"I like the way you stay upside down so long," said Steven moments after the ride.
"I thought it was cool; exciting," Savanna added. "All the blood rushes to your face."
Added Alyssa: "It was something different."
For those who are not speed junkies, there are plenty of tamer rides and there are the kiddy rides, all of which — those who organize the carnival hope — will add to the enjoyment for Imperial Valley families.
For three years the carnival portion of the fair has been provided by Butler Amusements Inc. of San Jose, the largest carnival company in North America. Butler is a family-owned company that has been in the carnival business for three decades.
The company was started in 1970 by George Butler and his son, Earl, known to most as "Butch," with seven rides.
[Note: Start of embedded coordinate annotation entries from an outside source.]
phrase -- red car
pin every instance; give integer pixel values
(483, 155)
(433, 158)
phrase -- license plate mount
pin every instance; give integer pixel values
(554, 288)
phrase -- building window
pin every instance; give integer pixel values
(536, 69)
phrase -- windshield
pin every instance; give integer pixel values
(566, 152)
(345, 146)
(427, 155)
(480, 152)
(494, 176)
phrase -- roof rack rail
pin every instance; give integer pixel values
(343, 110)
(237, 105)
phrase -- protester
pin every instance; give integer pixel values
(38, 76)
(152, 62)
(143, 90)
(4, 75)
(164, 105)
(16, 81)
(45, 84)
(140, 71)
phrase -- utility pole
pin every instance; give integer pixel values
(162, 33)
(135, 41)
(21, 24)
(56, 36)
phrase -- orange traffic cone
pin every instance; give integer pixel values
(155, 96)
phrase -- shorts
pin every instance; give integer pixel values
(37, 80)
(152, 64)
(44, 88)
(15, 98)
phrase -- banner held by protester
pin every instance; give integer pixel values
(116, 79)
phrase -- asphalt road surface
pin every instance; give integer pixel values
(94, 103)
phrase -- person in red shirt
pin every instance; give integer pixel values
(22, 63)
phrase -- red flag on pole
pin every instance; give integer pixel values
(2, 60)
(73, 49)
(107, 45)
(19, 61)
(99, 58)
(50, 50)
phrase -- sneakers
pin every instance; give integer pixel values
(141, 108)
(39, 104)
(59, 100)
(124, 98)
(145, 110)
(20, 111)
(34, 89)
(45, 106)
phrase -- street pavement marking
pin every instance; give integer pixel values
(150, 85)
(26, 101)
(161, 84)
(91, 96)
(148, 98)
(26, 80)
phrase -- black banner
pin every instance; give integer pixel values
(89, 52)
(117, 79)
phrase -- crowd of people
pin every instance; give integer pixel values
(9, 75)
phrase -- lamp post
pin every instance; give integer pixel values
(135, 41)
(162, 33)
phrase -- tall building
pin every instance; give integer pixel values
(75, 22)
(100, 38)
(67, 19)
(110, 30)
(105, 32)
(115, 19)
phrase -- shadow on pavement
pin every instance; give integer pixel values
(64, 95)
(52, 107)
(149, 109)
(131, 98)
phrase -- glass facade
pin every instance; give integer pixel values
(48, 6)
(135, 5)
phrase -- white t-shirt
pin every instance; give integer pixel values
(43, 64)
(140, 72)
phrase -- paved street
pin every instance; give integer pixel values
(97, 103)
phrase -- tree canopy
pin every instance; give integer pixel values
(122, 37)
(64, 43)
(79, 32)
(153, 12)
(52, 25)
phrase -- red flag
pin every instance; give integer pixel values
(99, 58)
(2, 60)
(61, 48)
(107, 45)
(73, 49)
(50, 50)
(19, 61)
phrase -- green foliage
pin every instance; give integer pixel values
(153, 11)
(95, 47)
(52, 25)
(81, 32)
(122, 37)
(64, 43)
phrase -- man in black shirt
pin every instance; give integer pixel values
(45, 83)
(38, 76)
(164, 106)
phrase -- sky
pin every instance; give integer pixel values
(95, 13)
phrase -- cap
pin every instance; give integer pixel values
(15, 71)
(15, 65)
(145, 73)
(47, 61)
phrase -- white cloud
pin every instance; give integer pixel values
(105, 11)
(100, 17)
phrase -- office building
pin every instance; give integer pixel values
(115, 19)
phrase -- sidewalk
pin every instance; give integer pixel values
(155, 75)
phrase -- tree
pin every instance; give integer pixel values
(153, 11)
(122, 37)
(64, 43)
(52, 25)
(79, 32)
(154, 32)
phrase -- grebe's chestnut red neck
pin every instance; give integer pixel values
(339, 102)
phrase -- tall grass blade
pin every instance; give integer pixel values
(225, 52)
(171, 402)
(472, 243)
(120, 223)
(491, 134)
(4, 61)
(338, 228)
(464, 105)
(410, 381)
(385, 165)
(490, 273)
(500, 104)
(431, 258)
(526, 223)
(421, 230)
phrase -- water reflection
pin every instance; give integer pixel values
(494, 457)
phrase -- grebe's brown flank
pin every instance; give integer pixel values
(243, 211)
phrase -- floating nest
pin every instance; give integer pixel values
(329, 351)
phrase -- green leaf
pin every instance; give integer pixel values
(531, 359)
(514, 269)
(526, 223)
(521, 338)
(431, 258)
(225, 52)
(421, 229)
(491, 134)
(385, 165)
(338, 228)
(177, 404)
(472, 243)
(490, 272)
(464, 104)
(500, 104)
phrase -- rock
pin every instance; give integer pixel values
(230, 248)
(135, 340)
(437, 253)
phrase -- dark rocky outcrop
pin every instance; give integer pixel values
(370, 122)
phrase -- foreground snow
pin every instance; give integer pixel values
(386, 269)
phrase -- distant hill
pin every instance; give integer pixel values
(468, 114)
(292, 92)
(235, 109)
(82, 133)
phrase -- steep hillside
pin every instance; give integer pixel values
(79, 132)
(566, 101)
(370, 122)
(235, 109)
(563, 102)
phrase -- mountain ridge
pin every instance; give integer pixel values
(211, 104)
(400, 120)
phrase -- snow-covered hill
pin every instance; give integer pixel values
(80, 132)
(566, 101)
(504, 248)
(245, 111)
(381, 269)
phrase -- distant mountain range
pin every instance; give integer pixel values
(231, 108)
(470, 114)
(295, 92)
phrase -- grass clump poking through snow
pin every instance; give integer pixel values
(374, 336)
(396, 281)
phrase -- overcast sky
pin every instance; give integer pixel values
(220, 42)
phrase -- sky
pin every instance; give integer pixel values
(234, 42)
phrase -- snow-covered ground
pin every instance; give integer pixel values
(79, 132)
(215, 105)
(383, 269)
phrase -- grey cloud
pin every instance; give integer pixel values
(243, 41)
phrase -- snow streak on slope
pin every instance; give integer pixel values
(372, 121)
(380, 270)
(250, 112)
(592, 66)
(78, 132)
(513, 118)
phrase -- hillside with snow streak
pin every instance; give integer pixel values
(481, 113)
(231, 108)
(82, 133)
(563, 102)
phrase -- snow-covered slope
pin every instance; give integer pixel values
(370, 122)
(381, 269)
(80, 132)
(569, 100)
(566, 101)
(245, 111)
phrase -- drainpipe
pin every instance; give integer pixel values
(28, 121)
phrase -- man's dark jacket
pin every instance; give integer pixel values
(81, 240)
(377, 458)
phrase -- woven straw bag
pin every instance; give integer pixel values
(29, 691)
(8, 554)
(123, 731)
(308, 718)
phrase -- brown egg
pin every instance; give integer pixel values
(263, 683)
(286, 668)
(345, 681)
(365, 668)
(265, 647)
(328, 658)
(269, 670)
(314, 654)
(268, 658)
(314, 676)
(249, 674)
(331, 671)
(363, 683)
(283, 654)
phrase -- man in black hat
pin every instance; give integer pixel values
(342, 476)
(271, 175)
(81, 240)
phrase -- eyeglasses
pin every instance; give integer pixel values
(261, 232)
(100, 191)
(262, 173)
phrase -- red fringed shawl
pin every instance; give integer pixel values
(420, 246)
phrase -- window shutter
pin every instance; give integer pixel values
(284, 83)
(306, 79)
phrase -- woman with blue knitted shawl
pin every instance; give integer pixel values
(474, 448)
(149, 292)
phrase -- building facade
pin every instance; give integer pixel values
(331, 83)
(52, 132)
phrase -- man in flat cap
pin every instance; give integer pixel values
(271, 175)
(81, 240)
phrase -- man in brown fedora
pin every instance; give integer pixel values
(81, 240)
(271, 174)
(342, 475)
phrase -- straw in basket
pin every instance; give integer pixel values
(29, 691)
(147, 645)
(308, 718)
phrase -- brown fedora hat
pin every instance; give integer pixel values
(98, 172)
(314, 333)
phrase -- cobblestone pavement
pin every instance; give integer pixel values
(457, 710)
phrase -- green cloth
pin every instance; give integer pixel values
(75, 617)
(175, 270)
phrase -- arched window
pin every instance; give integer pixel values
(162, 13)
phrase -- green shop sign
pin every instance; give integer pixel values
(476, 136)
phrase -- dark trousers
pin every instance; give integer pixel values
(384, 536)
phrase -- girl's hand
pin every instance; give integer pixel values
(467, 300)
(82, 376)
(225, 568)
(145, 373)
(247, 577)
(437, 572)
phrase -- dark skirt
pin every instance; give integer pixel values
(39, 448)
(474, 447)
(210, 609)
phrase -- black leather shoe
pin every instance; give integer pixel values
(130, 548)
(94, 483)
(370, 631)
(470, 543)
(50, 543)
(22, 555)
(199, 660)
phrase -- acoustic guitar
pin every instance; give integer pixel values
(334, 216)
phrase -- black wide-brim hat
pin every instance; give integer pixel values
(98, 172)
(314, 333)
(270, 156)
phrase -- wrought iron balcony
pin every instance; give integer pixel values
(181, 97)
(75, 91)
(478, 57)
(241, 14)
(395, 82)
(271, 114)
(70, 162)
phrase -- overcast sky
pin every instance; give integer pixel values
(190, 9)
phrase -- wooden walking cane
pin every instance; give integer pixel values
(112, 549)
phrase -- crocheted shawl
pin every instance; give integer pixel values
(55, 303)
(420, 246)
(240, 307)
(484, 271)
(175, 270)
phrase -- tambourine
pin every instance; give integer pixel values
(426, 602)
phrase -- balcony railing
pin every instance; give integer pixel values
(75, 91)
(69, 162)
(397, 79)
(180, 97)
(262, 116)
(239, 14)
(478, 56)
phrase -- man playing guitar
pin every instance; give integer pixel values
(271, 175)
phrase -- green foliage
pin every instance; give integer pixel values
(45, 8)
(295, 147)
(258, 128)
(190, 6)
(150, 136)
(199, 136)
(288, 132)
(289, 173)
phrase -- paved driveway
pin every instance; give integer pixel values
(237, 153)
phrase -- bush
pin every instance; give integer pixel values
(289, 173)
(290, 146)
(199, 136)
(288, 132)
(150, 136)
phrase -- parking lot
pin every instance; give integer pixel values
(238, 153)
The company now has 120 rides available.
On a recent day, as the rides were being built in preparation for the start of the fair, Kurt Vomberg, a carnival manager for Butler, met with a reporter to talk about what goes into bringing a carnival to fruition.
It is no easy task.
It takes time.
It takes money.
It takes experience.
It takes manpower.
Vomberg manages a team of up to 150 carnival workers, all of whom last week were busy on a warm, bright afternoon putting the final touches on the rides.
"It's a challenge," said Vomberg, who, at 46, has been managing carnivals for about 30 years. "It's a very sophisticated and complicated system."
He added, "It's something I really enjoy doing."
Vomberg described the California Mid-Winter Fair & Fiesta as a large fair requiring a large carnival. He pointed out there is about $20 million in equipment on hand for the carnival, from the more than 30 rides to the seven power generators and miles of power lines and other equipment. The carnival uses about 2,500 kilowatts of power, roughly enough energy to serve more than 2,000 homes.
Vomberg explained there is nothing random about a carnival production. Every ride, every game, even every bench is strategically placed to be pleasing to those visiting the carnival grounds — known as the "midway."
"There is an art to laying it out," Vomberg said, pointing to the canvasses, all of which are color-coordinated and draw the eye from one ride to the next throughout the midway.
Tom Yentsch is the man assigned the task of deciding how the rides will be organized. He knows the task. He's been doing it for about 10 years, but he's been in the carnival business since he was 19. He's 54 now.
His entire career has been spent with Butler, even before it was a full-fledged company.
"You try to pick out your corners," Yentsch said of the midway. "You need to draw the people from one end to the other.
"You have to know the dimensions," he added, explaining how rides — with their lights gleaming — attract the eyes of those visiting the carnival.
Demographics also play a role.
Butch Butler, who has run the company since his father died, said industry studies have looked at demographics and have found Hispanic populations prefer rides closer to the ground as opposed to the taller rides.
He said that information, at least in part, helps him determine what rides are brought to the California Mid-Winter Fair & Fiesta.
Still, Butler said people can expect to see a complement of taller rides at the local fair.
Another demographics issue, Butler explained, is the Imperial Valley has been found to be more family-oriented than other areas, and so the kiddy section is larger than might be found at other carnivals.
Butler offered one other piece of statistical information — one males might find surprising.
It has been determined that females are more daring in the kinds of rides they are willing to try, and, he added, they can stomach rides better than males.
Along with an artful touch, a bit of statistical information and a lot of money, it takes labor to get the carnival ready.
At one corner of the carnival a group of eight workers led by Wade Meade worked with a group of men on the Ferris wheel, a 100-foot mammoth ride towering over the fairgrounds.